It’s about knowing when to nudge
In the last few decades we have seen enormous changes in social attitudes in countries around the world. They have had a big impact in sectors as diverse as tobacco, hospitality, car-making and entertainment. While smoking in public places was widespread 30 years ago, it is unlawful or unacceptable in many industrialized countries today. And consider the sudden emergence of the #MeToo movement, which has caught the leaders of the entertainment industry – among others – by surprise. In How Change Happens, Cass Sunstein uses psychological and social science research to explain how public opinion can change so quickly.
He argues that some practices or customs become outdated but continue to be the norm simply because it appears that people continue to believe in them. Take the example of same-sex marriage in the UK. At first, the law bars it, sanctioned by custom. Hardly anyone complains, for fear of standing out, or offending their neighbours – until, that is, something happens, and it becomes clear that many people were actually in favour of same-sex marriage, or weren’t much bothered either way. There is a “cascade effect” and the law is changed.
Sunstein is perhaps best known for his work popularizing the idea of ‘nudges’, small interventions to change public behaviour, and he explores how far leaders can engineer change by using nudges which trigger cascades. One successful application of nudge theory has been the sharp drop in the use of single-use plastic bags in the UK, achieved after the law was changed to make customers pay a small charge for bags hitherto provided by retailers for free. The five pence charge was too small to directly compel behavioural change, but it gently pushed people in a direction they already favoured. Use of plastic bags at the big supermarkets has plummeted 90% since the policy was introduced in late 2015.
Sunstein’s key finding is that such cascades cannot be forced. Nudges fail if people are strongly attached to the status quo: they only work if the majority secretly back the change, or don’t care. The difficulty facing leaders seeking to change behaviour is that nobody knows in advance which attitudes, customs or practices have ceased to be strongly supported.
Sunstein is also interested in the psychology of groups, particularly how groups of like-minded people tend to develop more extreme views if they meet regularly to discuss an issue. We are all aware that social media encourages people to express extreme positions; this can influence changes in public attitudes, but rather than the whole of society adjusting its understanding of a social issue or practice, attitudes polarize into opposed groups, ever more certain that their view is right. In the UK, this appears to have happened over Brexit; in the US, politics has become increasingly divisive over a period of many years.

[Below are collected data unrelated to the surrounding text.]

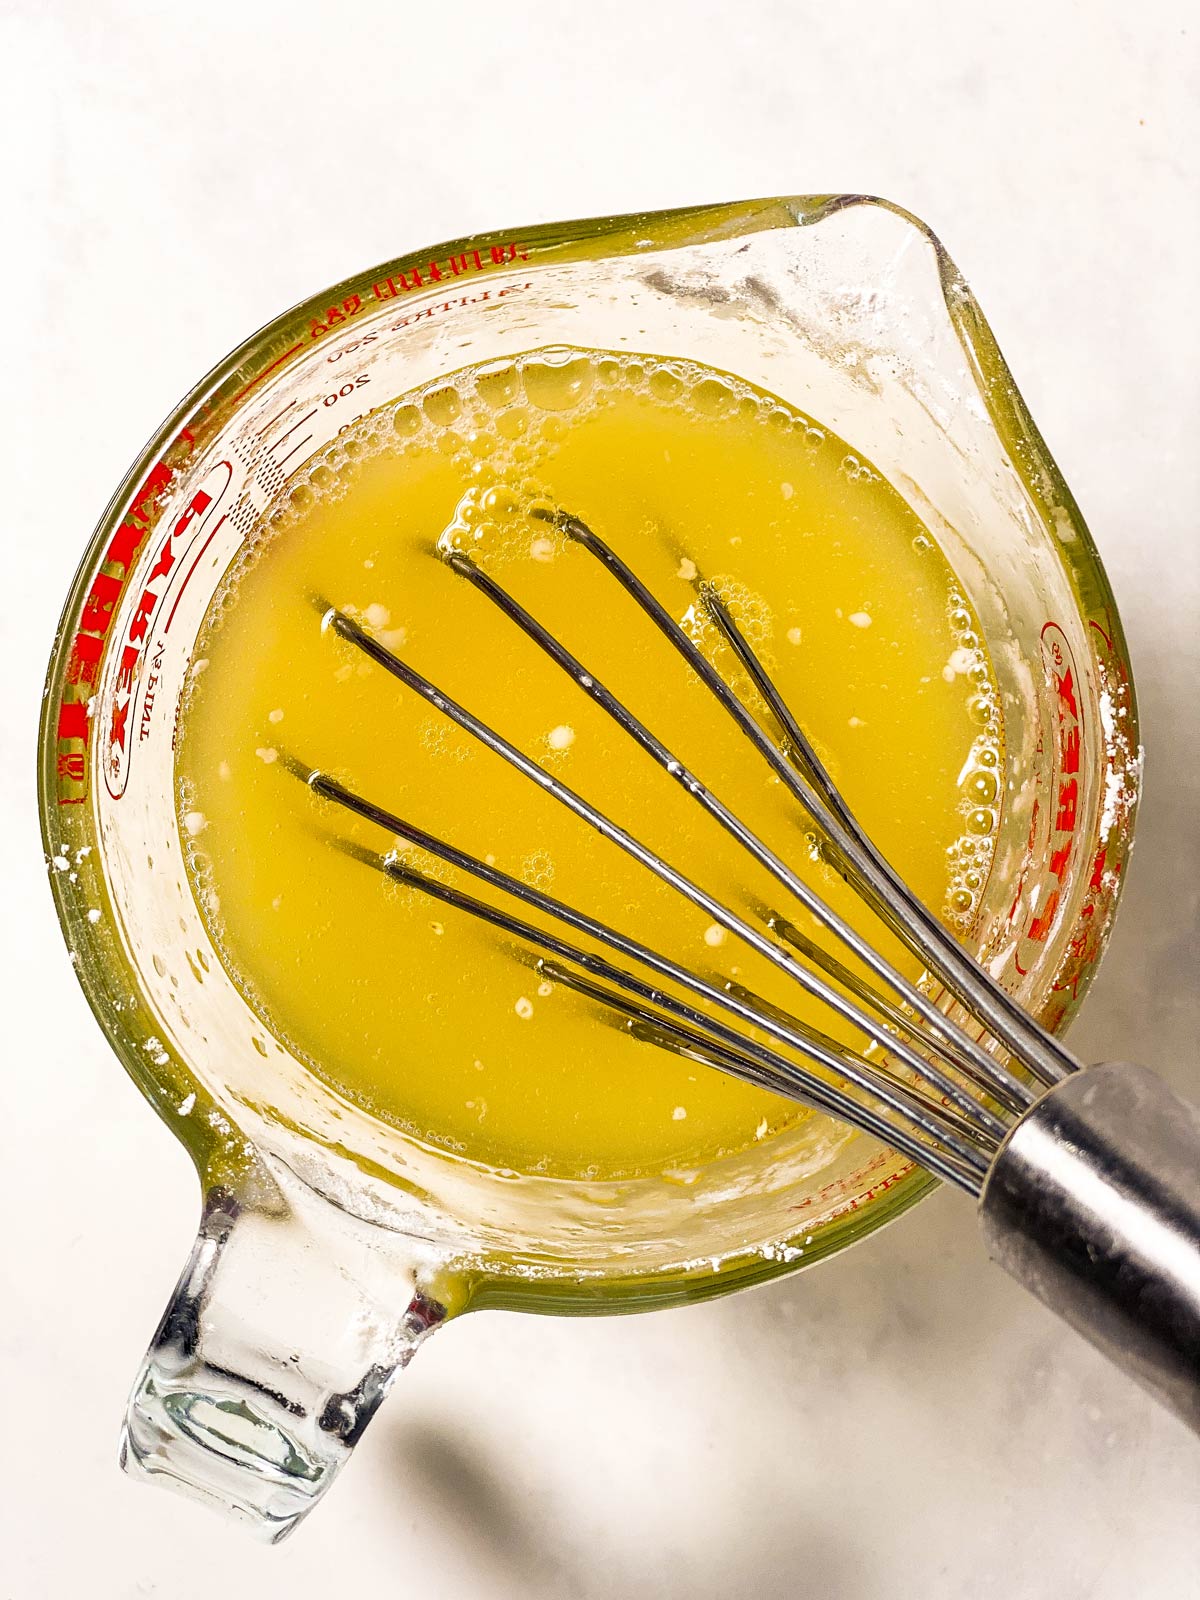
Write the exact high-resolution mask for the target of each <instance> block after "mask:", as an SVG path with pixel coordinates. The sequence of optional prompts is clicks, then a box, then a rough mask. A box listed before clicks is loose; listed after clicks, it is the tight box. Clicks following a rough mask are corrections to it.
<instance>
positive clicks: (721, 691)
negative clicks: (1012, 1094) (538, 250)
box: [534, 512, 1080, 1094]
mask: <svg viewBox="0 0 1200 1600" xmlns="http://www.w3.org/2000/svg"><path fill="white" fill-rule="evenodd" d="M534 515H539V517H541V518H542V520H546V522H550V523H554V525H555V526H557V528H558V530H560V531H562V533H563V534H565V536H566V538H570V539H573V541H574V542H578V544H579V546H582V547H584V549H586V550H587V552H589V554H590V555H594V557H595V558H597V560H598V562H600V563H602V566H605V570H606V571H608V573H611V576H613V578H614V579H616V581H618V582H619V584H621V587H622V589H624V590H626V592H627V594H629V595H630V597H632V598H634V600H635V602H637V605H638V606H640V608H642V610H643V611H645V614H646V616H648V618H650V619H651V621H653V622H654V626H656V627H658V629H659V632H662V635H664V637H666V638H667V640H669V642H670V643H672V645H674V646H675V650H677V651H678V653H680V654H682V656H683V659H685V661H686V662H688V666H690V667H691V669H693V670H694V672H696V674H698V675H699V678H701V682H702V683H704V686H706V688H707V690H709V691H710V693H712V694H714V696H715V698H717V701H718V702H720V704H722V706H723V707H725V710H726V712H728V714H730V715H731V717H733V718H734V722H736V723H738V726H739V728H741V730H742V733H744V734H746V736H747V738H749V741H750V742H752V744H754V746H755V749H757V750H758V754H760V755H762V757H763V758H765V760H766V762H768V765H770V766H771V770H773V771H774V773H776V774H778V776H779V778H781V779H782V782H784V784H786V786H787V787H789V789H790V792H792V794H794V797H795V798H797V800H798V802H800V805H802V806H803V808H805V810H806V811H808V814H810V818H811V819H813V821H814V822H816V824H818V827H819V830H821V832H822V834H826V835H827V838H830V840H832V842H834V845H835V850H837V851H838V854H840V856H843V858H845V861H846V864H848V866H850V867H853V870H854V880H853V882H854V888H856V890H858V891H859V893H861V894H864V898H867V899H869V901H870V904H872V906H874V909H875V910H877V914H878V915H880V917H882V918H883V920H885V923H886V925H888V926H890V928H891V931H893V933H894V934H896V936H898V938H899V939H901V941H902V942H904V944H906V946H907V947H909V949H910V950H912V954H915V955H917V957H918V958H920V960H923V962H925V963H926V965H928V966H930V968H931V970H933V971H934V974H936V976H938V978H939V981H941V982H944V984H946V987H947V989H949V990H950V994H954V995H955V998H957V1000H960V1002H962V1003H963V1005H965V1006H966V1008H968V1011H971V1013H973V1014H974V1016H978V1018H979V1021H981V1022H982V1024H984V1026H986V1027H987V1032H989V1034H990V1035H992V1037H994V1038H995V1040H997V1042H998V1043H1002V1045H1003V1046H1005V1048H1006V1050H1010V1051H1011V1053H1013V1054H1014V1056H1016V1058H1018V1059H1019V1061H1021V1062H1022V1066H1026V1067H1027V1070H1030V1072H1032V1074H1034V1075H1035V1077H1038V1078H1040V1080H1042V1082H1043V1083H1045V1085H1051V1083H1058V1082H1061V1080H1062V1078H1064V1077H1066V1075H1067V1074H1070V1072H1078V1070H1080V1062H1078V1061H1077V1059H1075V1058H1074V1056H1072V1054H1070V1053H1069V1051H1067V1050H1064V1046H1062V1045H1059V1042H1058V1040H1056V1038H1054V1037H1053V1035H1051V1034H1048V1032H1046V1030H1045V1029H1043V1027H1040V1026H1038V1024H1037V1022H1035V1021H1034V1019H1032V1018H1030V1016H1029V1014H1027V1013H1026V1011H1024V1010H1022V1008H1021V1006H1019V1005H1018V1002H1016V1000H1013V998H1011V995H1008V994H1006V992H1005V990H1003V989H1002V987H1000V986H998V984H997V982H994V981H992V978H990V974H989V973H986V971H984V970H982V968H981V966H978V965H976V963H974V962H973V960H971V957H970V955H968V954H966V952H965V950H963V949H962V947H960V946H958V944H957V941H955V939H954V936H952V934H950V933H949V931H947V930H946V928H944V926H942V925H941V923H939V922H938V918H936V917H933V914H931V912H930V910H928V909H926V907H925V906H923V904H922V902H920V901H918V899H917V898H915V896H914V894H912V893H910V891H909V890H907V886H906V885H904V883H902V880H901V878H899V877H898V875H896V872H894V870H893V869H891V866H890V864H888V862H886V861H885V859H883V856H882V854H880V853H878V850H875V846H874V845H872V843H870V840H869V838H867V835H866V834H864V832H862V829H861V826H859V824H858V822H856V821H854V822H853V826H851V827H845V826H843V824H842V818H840V814H838V813H840V810H842V805H840V803H838V805H837V806H835V808H834V810H830V805H829V803H827V802H826V800H824V798H822V797H821V795H819V794H818V792H816V790H814V789H813V786H811V784H808V782H806V781H805V778H802V776H800V773H797V770H795V766H794V765H792V762H789V760H787V757H786V755H784V754H782V752H781V750H779V747H778V746H776V744H774V741H773V739H771V738H770V736H768V734H766V733H765V731H763V730H762V726H760V725H758V723H757V722H755V718H754V717H752V715H750V714H749V712H747V710H746V707H744V706H742V702H741V701H739V699H738V696H736V694H733V691H731V690H730V688H728V685H726V683H725V680H723V678H722V677H720V674H718V672H717V670H715V667H714V666H712V664H710V662H709V661H707V658H706V656H704V653H702V651H701V650H699V648H698V646H696V643H694V642H693V640H691V638H688V635H686V634H685V632H683V629H682V627H680V626H678V622H675V619H674V618H672V616H670V613H669V611H667V610H666V608H664V606H662V605H661V603H659V600H658V598H656V597H654V595H653V594H651V590H650V589H648V587H646V586H645V584H643V582H642V579H640V578H638V576H637V573H634V571H632V570H630V568H629V566H627V563H626V562H624V560H622V558H621V557H619V555H618V554H616V550H613V549H611V547H610V546H608V544H606V542H605V541H603V539H602V538H600V536H598V534H595V533H594V531H592V530H590V528H589V526H587V525H586V523H582V522H581V520H579V518H578V517H573V515H570V514H566V512H536V514H534ZM723 629H726V630H731V634H734V635H736V637H738V638H739V645H738V654H739V658H741V659H742V661H747V659H750V658H754V651H752V648H750V645H749V642H747V640H746V637H744V635H742V634H741V630H739V629H738V626H736V622H734V621H733V616H731V614H730V613H728V610H726V608H723ZM726 637H728V634H726ZM754 659H755V662H757V658H754ZM752 677H755V682H758V680H768V674H766V672H765V669H763V667H762V662H757V666H755V672H754V674H752ZM776 699H778V702H779V704H782V701H781V699H779V698H778V694H776ZM789 723H790V726H792V728H794V730H795V731H797V733H798V731H800V730H798V725H795V720H794V718H790V715H789ZM800 738H802V741H803V747H805V749H806V750H808V752H810V760H811V758H814V757H816V752H813V750H811V746H810V744H808V741H806V739H803V734H802V736H800ZM797 747H800V746H797ZM818 771H819V773H821V774H824V782H826V784H827V786H829V789H830V790H832V792H837V790H835V786H834V784H832V781H830V779H829V774H827V773H824V768H822V766H821V763H819V762H818V763H816V768H814V776H816V773H818ZM1010 1078H1011V1082H1010V1086H1011V1088H1013V1090H1014V1091H1016V1093H1021V1094H1027V1086H1026V1085H1024V1083H1021V1080H1019V1078H1014V1077H1011V1075H1010Z"/></svg>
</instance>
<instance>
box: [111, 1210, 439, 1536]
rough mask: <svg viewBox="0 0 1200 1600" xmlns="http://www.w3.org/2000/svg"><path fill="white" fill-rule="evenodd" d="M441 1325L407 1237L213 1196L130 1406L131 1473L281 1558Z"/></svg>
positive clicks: (333, 1210) (324, 1215)
mask: <svg viewBox="0 0 1200 1600" xmlns="http://www.w3.org/2000/svg"><path fill="white" fill-rule="evenodd" d="M445 1315H446V1312H445V1307H443V1306H440V1304H438V1302H437V1301H434V1299H430V1298H427V1296H424V1294H422V1293H421V1290H419V1288H418V1285H416V1270H414V1267H413V1261H411V1251H410V1250H406V1246H405V1242H403V1240H402V1238H400V1235H395V1234H387V1232H384V1230H382V1229H378V1227H371V1226H368V1224H365V1222H358V1221H357V1219H355V1218H350V1216H347V1213H344V1211H341V1210H336V1208H334V1206H333V1205H330V1203H328V1202H326V1200H323V1198H320V1197H318V1195H315V1194H312V1192H310V1190H306V1192H304V1198H301V1197H299V1195H288V1200H286V1202H282V1200H280V1203H277V1205H274V1203H272V1205H269V1206H267V1208H266V1210H264V1208H261V1206H250V1205H246V1203H245V1202H243V1200H240V1198H238V1197H237V1195H235V1194H232V1192H230V1190H229V1189H211V1190H210V1192H208V1195H206V1198H205V1211H203V1219H202V1224H200V1232H198V1235H197V1240H195V1245H194V1248H192V1254H190V1258H189V1261H187V1266H186V1267H184V1272H182V1277H181V1278H179V1283H178V1286H176V1291H174V1294H173V1296H171V1301H170V1304H168V1307H166V1312H165V1314H163V1320H162V1323H160V1325H158V1331H157V1333H155V1336H154V1341H152V1344H150V1349H149V1350H147V1354H146V1360H144V1363H142V1368H141V1373H139V1374H138V1381H136V1384H134V1389H133V1394H131V1397H130V1406H128V1413H126V1418H125V1427H123V1432H122V1466H123V1467H125V1470H126V1472H128V1474H130V1475H131V1477H144V1478H147V1480H154V1482H155V1483H160V1485H165V1486H168V1488H174V1490H179V1491H181V1493H184V1494H190V1496H192V1498H197V1499H202V1501H206V1502H208V1504H213V1506H216V1507H218V1509H221V1510H224V1512H227V1514H230V1515H232V1517H235V1518H238V1520H240V1522H242V1523H243V1525H246V1526H248V1528H250V1531H251V1533H254V1534H256V1536H258V1538H261V1539H264V1541H267V1542H270V1544H275V1542H278V1541H280V1539H283V1538H285V1536H286V1534H288V1533H291V1530H293V1528H294V1526H296V1523H298V1522H299V1520H301V1517H304V1515H306V1514H307V1512H309V1510H310V1509H312V1507H314V1506H315V1502H317V1501H318V1499H320V1496H322V1494H323V1493H325V1491H326V1490H328V1486H330V1483H331V1482H333V1478H334V1475H336V1474H338V1470H339V1469H341V1467H342V1464H344V1462H346V1459H347V1458H349V1454H350V1451H352V1450H354V1446H355V1443H357V1442H358V1438H360V1437H362V1432H363V1429H365V1427H366V1424H368V1422H370V1419H371V1418H373V1416H374V1413H376V1410H378V1406H379V1402H381V1400H382V1398H384V1395H386V1394H387V1389H389V1386H390V1382H392V1379H394V1376H395V1373H397V1371H400V1370H402V1368H403V1366H406V1365H408V1362H410V1360H411V1357H413V1354H414V1350H416V1347H418V1344H419V1342H421V1341H422V1339H424V1338H426V1336H427V1334H429V1333H430V1330H432V1328H435V1326H437V1325H438V1323H440V1322H442V1320H443V1318H445Z"/></svg>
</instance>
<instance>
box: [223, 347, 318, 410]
mask: <svg viewBox="0 0 1200 1600" xmlns="http://www.w3.org/2000/svg"><path fill="white" fill-rule="evenodd" d="M302 349H304V344H293V347H291V349H290V350H285V352H283V355H277V357H275V360H274V362H272V363H270V366H264V368H262V371H261V373H259V374H258V378H251V379H250V382H248V384H246V387H245V389H238V392H237V394H235V395H234V398H232V400H230V402H229V403H230V405H237V403H238V400H242V398H243V397H245V395H248V394H250V390H251V389H254V387H258V384H261V382H262V379H264V378H266V376H267V374H269V373H274V371H275V368H277V366H282V365H283V363H285V362H286V358H288V357H290V355H294V354H296V350H302ZM285 410H286V406H285Z"/></svg>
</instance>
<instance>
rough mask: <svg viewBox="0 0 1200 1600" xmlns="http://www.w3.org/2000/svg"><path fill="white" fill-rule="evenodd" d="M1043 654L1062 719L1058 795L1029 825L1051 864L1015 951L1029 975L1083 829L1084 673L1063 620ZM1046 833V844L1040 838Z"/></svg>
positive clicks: (1060, 898) (1049, 935)
mask: <svg viewBox="0 0 1200 1600" xmlns="http://www.w3.org/2000/svg"><path fill="white" fill-rule="evenodd" d="M1042 659H1043V662H1045V667H1046V672H1048V675H1050V680H1051V683H1053V685H1054V720H1056V750H1054V754H1056V762H1054V766H1056V771H1054V779H1053V782H1054V798H1053V805H1051V808H1050V811H1048V814H1046V818H1045V821H1043V816H1042V810H1043V802H1042V800H1035V802H1034V816H1032V819H1030V826H1029V854H1030V858H1032V859H1035V861H1037V859H1040V858H1045V856H1046V854H1048V858H1050V861H1048V866H1046V867H1045V869H1043V870H1042V872H1040V874H1038V880H1037V882H1035V885H1034V888H1030V890H1029V898H1030V902H1032V906H1030V914H1029V922H1027V923H1026V926H1024V928H1022V930H1021V934H1019V938H1018V947H1016V952H1014V957H1013V960H1014V965H1016V970H1018V971H1019V973H1021V974H1022V976H1024V973H1027V971H1029V968H1030V966H1032V963H1034V962H1035V960H1037V950H1034V949H1030V944H1045V941H1046V938H1048V936H1050V930H1051V928H1053V926H1054V918H1056V917H1058V910H1059V904H1061V899H1062V886H1064V883H1066V882H1067V872H1069V867H1070V858H1072V854H1074V853H1075V843H1077V838H1075V834H1077V829H1078V819H1080V811H1078V802H1080V792H1078V784H1080V778H1078V774H1080V750H1082V741H1083V717H1082V709H1080V678H1078V669H1077V667H1075V658H1074V656H1072V653H1070V645H1069V643H1067V635H1066V634H1064V632H1062V629H1061V627H1059V626H1058V622H1046V624H1045V627H1043V629H1042ZM1040 835H1045V845H1043V846H1042V848H1040V845H1038V837H1040ZM1024 891H1026V878H1024V874H1022V880H1021V883H1019V885H1018V891H1016V896H1014V899H1013V910H1011V914H1010V915H1013V917H1014V915H1016V910H1018V906H1019V902H1021V894H1022V893H1024Z"/></svg>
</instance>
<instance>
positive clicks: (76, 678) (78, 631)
mask: <svg viewBox="0 0 1200 1600" xmlns="http://www.w3.org/2000/svg"><path fill="white" fill-rule="evenodd" d="M178 443H186V445H189V446H190V445H192V435H190V434H189V432H184V434H181V435H179V440H178ZM174 470H176V469H174V467H171V466H168V464H166V461H157V462H155V464H154V467H150V472H149V475H147V478H146V482H144V483H141V485H139V488H138V490H136V493H134V494H133V498H131V501H130V506H128V510H126V512H125V517H123V520H122V523H120V526H118V528H117V531H115V533H114V536H112V539H110V541H109V546H107V549H106V550H104V554H102V555H101V558H99V563H98V566H96V573H94V576H93V579H91V587H90V589H88V594H86V595H85V598H83V606H82V610H80V618H78V630H77V634H75V637H74V638H72V642H70V651H69V654H67V670H66V678H64V683H62V699H61V701H59V707H58V730H56V733H58V755H56V776H58V794H56V800H58V803H59V805H82V803H83V802H85V800H86V798H88V758H86V750H88V741H90V736H91V718H90V717H88V702H90V701H91V698H93V694H94V693H96V678H98V677H99V662H101V656H102V653H104V640H106V637H107V632H109V626H110V624H112V618H114V613H115V610H117V602H118V600H120V597H122V592H123V589H125V584H126V582H128V579H130V573H131V571H133V566H134V562H136V558H138V552H139V550H141V547H142V542H144V541H146V536H147V533H149V531H150V522H152V517H154V510H155V507H157V506H158V501H160V499H162V498H163V494H165V493H166V490H168V486H170V483H171V480H173V478H174Z"/></svg>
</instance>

Yet for all the relevance of the topic, in the end this reader was left feeling short-changed. Sunstein explores in detail some of the mechanics of how people’s decision-making and behaviour may be influenced, but ultimately provides little insight as to why those unvoiced secret opinions evolve; nor does he examine what social changes are coming next.
As with a tidal wave, we can see the water surging – but it seems we can do little except keep out of the way or attempt to ride it.